Chicago Public Schools interim Chief Executive Officer Terry Mazany has appointed one of the University’s leading experts on urban school reform, Charles Payne, as interim Chief Education Officer of the nation’s third-largest school system.
The appointment, announced at a news conference Friday at Fiske Elementary School in the Woodlawn neighborhood, will last through the end of Mayor Richard M. Daley’s term in May.
Payne, the Frank P. Hixon Distinguished Service Professor in the School of Social Service Administration, said his primary task for CPS will be to lead the process of writing a new educational plan for the district.
“We can begin to vet and explore some ideas that will help the next mayor and chief executive officer get off to a faster start,” Payne said.
Payne is a member of the University’s Committee on Education and an affiliated scholar with the University’s Urban Education Institute. UEI has a long history of doing research on Chicago Public Schools, as well as operating four charter school campuses, preparing teachers and developing new approaches to help improve education in urban areas. Scholars from UEI have held a number of important advisory and leadership roles for CPS.
Payne also has provided expertise for the Woodlawn Children’s Promise Community, a project involving ten public schools in the Woodlawn neighborhood, as well as families and community groups. He said that his experience working in schools would be one of the greatest assets he brings to the new role.
“I know, at a very deep, personal, professional level, what these kids can do,” Payne said. “And I know what teachers and principals can do when they get the proper support.”
Mazany said that Payne’s service to CPS is a natural outgrowth of the strong ties between the University and the school system.
“This is a further testament to the University’s commitment to improving urban education, and to its deep partnership with Chicago Public Schools,” Mazany said.
Payne, whose academic work also has looked at the civil rights movement and issues of social change, has written a number of important books on inequality and urban school reform. He is the author of So Much Reform, So Little Change (2008), which looks at the ways in school reform in Chicago is an unfinished project.

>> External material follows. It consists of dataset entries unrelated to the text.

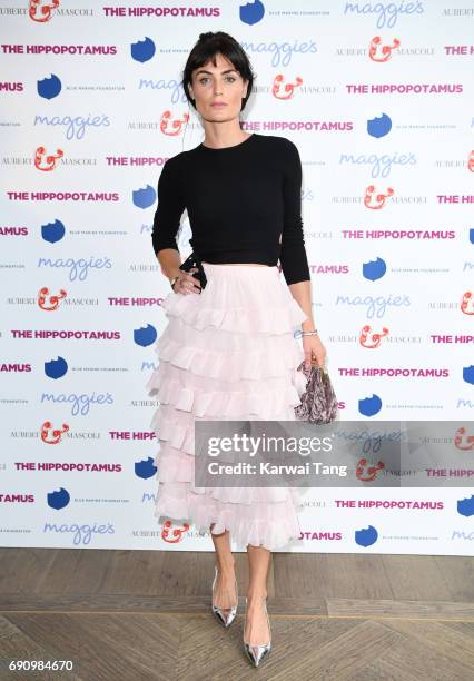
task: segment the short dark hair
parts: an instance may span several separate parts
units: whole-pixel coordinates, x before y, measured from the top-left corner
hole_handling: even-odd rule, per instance
[[[250,61],[245,52],[244,48],[237,42],[235,38],[225,33],[224,31],[217,31],[213,33],[200,33],[199,40],[196,42],[191,51],[189,52],[188,60],[182,71],[181,86],[185,90],[186,99],[196,109],[195,100],[191,99],[189,93],[189,85],[192,85],[192,71],[207,63],[209,60],[216,66],[216,55],[220,52],[226,57],[234,66],[235,70],[240,73],[244,80],[248,80],[247,95],[243,97],[240,111],[244,110],[248,98],[251,93],[251,87],[254,85],[255,75],[251,71]]]

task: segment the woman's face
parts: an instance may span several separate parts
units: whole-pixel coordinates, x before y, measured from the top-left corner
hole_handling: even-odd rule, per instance
[[[226,121],[238,117],[248,81],[244,81],[226,57],[217,53],[216,66],[208,61],[195,69],[191,82],[189,93],[205,120]],[[217,102],[224,106],[216,106]]]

Among his other works are Getting What We Ask For: The Ambiguity of Success and Failure in Urban Education (1984), which looks at the variety of ways problem students can respond to different teachers; and I’ve Got the Light of Freedom: The Organizing Tradition and the Mississippi Freedom Struggle (2nd ed., 2007), which is a story of the civil rights movement from the activists’ point of view. He is co-author of Debating the Civil Rights Movement (2nd ed., 2006) and Time Longer Than Rope: A Century of African American Activism, 1850-1950 (2003).
Payne has received a number of awards for I’ve Got the Light of Freedom, including the outstanding academic book from the magazine Choice; the outstanding book award from the Gustavus Myers Center for the Study of Human Rights in the United States; the Lillian Smith Award from the Southern Regional Council and the McLemore Prize from the Mississippi Historical Society. He also received an Outstanding Academic Book award from Choice for Getting What We Ask For.
Payne received a BA in Afro-American studies in 1970 from Syracuse University and a PhD in sociology in 1976 from Northwestern University.
He joined the UChicago faculty after having served as professor of African and African American studies and history and Bass Fellow at Duke. He previously served as professor of African American studies at Northwestern University, and was on the faculties of Haverford College, Williams College and Southern University.
From 1982-86, Payne was executive director of the Urban Education Project in Orange, N.J. As the founding director, he was responsible for program and curriculum development as well as fundraising and staff supervision.
The program in Orange connected disadvantaged students with careers based on technology. His work there increased his interest in school reform, a research focus that continued after he moved to Chicago to become a faculty member at Northwestern.